Cold dwell sensitivity of near α titanium alloys has posed a significant challenge to the engineering safety within the aerospace industry. However, there exists inconsistency regarding the critical facet formation mechanism between basal and prismatic nucleation. A key revelation in this paper is that the controversy surrounding the facet nucleation plane primarily arises from variations in texture: when the loading direction is parallel to the c-axis or at a 45 ° angle, it leads to basal plane cracking, whereas loading direction perpendicular to the c-axis results in prismatic plane cracking. What's more, a large anisotropy is observed in the dwell fatigue performance in descending order: rolling direction (RD) > transverse direction (TD) >45° direction. To be specific, the dwell fatigue life of RD specimens was 2 times and 4.07 times longer than that of TD and 45 ° specimens, which exhibits excellent dwell fatigue resistance.

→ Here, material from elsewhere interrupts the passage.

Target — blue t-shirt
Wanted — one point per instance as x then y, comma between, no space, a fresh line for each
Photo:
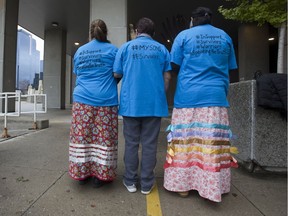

Furthermore, the high prismatic dislocation density near the facet of RD specimen was confirmed through the Transmission Electron Microscope (TEM) and Transmission Kikuchi Diffraction (TKD) map, which is evidenced that prismatic slips lead to higher strain hardening during cyclic loading. The basal plane of facet grain is generally parallel to the facet line, indicating that the elliptical facet developed by the transgranular fracture through basal plane. Twinning activation in hard grain to accommodate deformation in Ti60 alloy is firstly observed under dwell fatigue tests, which is a product of high stress level in the hard grain. This paper unveils the significant impact of texture on dwell fatigue resistance, offering novel insights into enhancing dwell fatigue performance through texture control.